Sheridan is an incorporated town located between McMinnville and Willamina, on the South Yamhill River, in Yamhill County. Platted in 1866, a major feature of the community from the start has been the bridge, connecting the business district on the south bank of the river, with the county road, what is now the Willamina-Sheridan Highway, on the north. If you wanted to get across the river, you went to Sheridan, to the end of Bridge Street, and did.
The wooden bridge (there may have been more than one, Sheridan has a long and sad history of fire and flood) was replaced by a steel thru truss in 1910. We know this from photos that show the bridge before the big fire of 1913, and from a short notice in the Oregonian about several Sheridan merchants that were upset about being assessed for the cost of the approach spans. That first steel bridge was reportedly salvaged from its original location, across the Willamette River, in Portland. Moving steel bridges around was an early form of municipal recycling.
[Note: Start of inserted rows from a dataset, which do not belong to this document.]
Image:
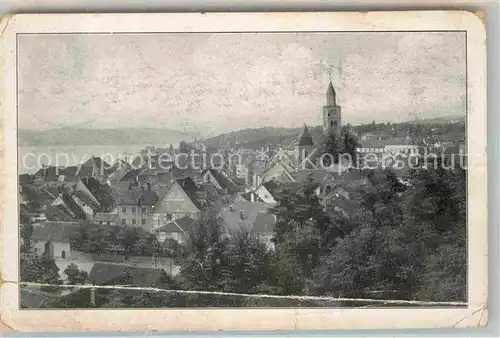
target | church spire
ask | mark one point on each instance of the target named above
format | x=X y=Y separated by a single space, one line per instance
x=330 y=95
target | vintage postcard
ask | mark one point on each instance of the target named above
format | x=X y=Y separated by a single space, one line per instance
x=231 y=171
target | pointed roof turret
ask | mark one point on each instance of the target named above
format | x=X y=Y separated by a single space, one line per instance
x=330 y=95
x=305 y=138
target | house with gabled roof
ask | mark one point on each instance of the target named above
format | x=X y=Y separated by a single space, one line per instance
x=123 y=274
x=135 y=205
x=177 y=229
x=183 y=198
x=267 y=192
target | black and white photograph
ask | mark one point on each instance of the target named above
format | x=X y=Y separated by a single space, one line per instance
x=244 y=169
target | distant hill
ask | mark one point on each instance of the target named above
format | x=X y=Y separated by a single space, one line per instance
x=442 y=119
x=118 y=136
x=255 y=138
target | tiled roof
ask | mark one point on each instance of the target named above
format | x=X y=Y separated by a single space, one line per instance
x=58 y=213
x=148 y=197
x=74 y=208
x=183 y=224
x=55 y=231
x=105 y=217
x=190 y=187
x=264 y=223
x=129 y=197
x=87 y=200
x=249 y=211
x=108 y=274
x=224 y=181
x=25 y=179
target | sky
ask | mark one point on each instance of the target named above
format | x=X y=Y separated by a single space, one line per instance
x=215 y=83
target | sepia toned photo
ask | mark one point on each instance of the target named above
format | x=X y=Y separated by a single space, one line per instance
x=260 y=169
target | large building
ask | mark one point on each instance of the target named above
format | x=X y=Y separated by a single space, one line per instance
x=332 y=115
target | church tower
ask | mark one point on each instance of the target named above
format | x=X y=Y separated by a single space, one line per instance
x=332 y=117
x=304 y=148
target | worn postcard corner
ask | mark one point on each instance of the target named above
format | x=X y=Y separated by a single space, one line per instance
x=263 y=173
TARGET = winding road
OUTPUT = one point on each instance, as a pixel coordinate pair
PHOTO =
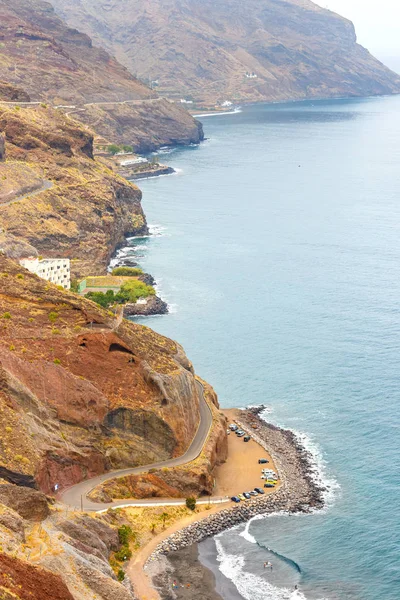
(76, 496)
(46, 185)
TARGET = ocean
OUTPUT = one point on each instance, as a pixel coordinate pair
(277, 246)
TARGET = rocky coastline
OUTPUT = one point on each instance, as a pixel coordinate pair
(153, 305)
(146, 174)
(299, 492)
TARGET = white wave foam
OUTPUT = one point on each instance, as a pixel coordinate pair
(319, 468)
(250, 586)
(156, 230)
(246, 533)
(219, 114)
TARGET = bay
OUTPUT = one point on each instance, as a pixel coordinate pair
(278, 248)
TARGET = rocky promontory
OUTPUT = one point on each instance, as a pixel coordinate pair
(299, 492)
(153, 305)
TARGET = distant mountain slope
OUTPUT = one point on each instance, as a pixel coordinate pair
(50, 61)
(53, 63)
(208, 49)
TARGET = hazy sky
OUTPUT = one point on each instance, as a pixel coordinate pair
(377, 24)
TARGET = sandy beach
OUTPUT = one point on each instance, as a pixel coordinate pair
(172, 558)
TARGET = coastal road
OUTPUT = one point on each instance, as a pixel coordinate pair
(76, 496)
(47, 185)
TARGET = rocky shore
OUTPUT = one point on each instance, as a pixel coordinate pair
(299, 493)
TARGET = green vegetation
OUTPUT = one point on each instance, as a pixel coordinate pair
(124, 553)
(130, 291)
(113, 149)
(126, 272)
(191, 502)
(125, 534)
(120, 575)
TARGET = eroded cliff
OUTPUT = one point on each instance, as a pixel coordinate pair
(256, 50)
(83, 210)
(82, 393)
(54, 63)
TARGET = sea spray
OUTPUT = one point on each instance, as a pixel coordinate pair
(249, 585)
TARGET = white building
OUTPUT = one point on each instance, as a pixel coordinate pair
(55, 270)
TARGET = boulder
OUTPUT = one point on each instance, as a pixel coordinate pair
(28, 503)
(2, 148)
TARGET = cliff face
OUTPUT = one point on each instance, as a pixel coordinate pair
(204, 49)
(83, 211)
(163, 122)
(60, 65)
(81, 394)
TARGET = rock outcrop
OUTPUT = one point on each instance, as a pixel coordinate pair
(29, 504)
(2, 148)
(82, 393)
(11, 93)
(59, 65)
(258, 50)
(22, 581)
(84, 211)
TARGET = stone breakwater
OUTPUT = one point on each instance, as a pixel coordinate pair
(299, 491)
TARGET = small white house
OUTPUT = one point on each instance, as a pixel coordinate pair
(55, 270)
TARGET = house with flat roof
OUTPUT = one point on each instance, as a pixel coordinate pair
(55, 270)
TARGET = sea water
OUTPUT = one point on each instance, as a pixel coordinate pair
(278, 249)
But Sheridan prospered, despite the floods (there was a bad one in 1921) and the fires (another in 1922, destroyed most of the commercial district) and soon traffic outgrew the salvaged steel span that was probably 20 years old before it made it ever made it to Sheridan. In 1939 the Mountain States Construction Company, of Eugene, put the finishing touches on Sheridan’s last bridge, a 131’ long Parker-design thru truss designed by the Oregon State Highway Department and funded in part by the New Deal’s Public Works Administration. The Sheridan Bridge still stands, almost entirely intact, eight decades later. Painted by OSHD as they painted most of their steel spans during that era, it’s affectionately known as the Green Bridge.
Sheridan has received funding to rehab the bridge, to improve its structural capacity for seismic, to repaint to protect the steel from the elements, and to keep it as the iconic landmark in downtown for a long time. It’s a great project...and a fun one to document too.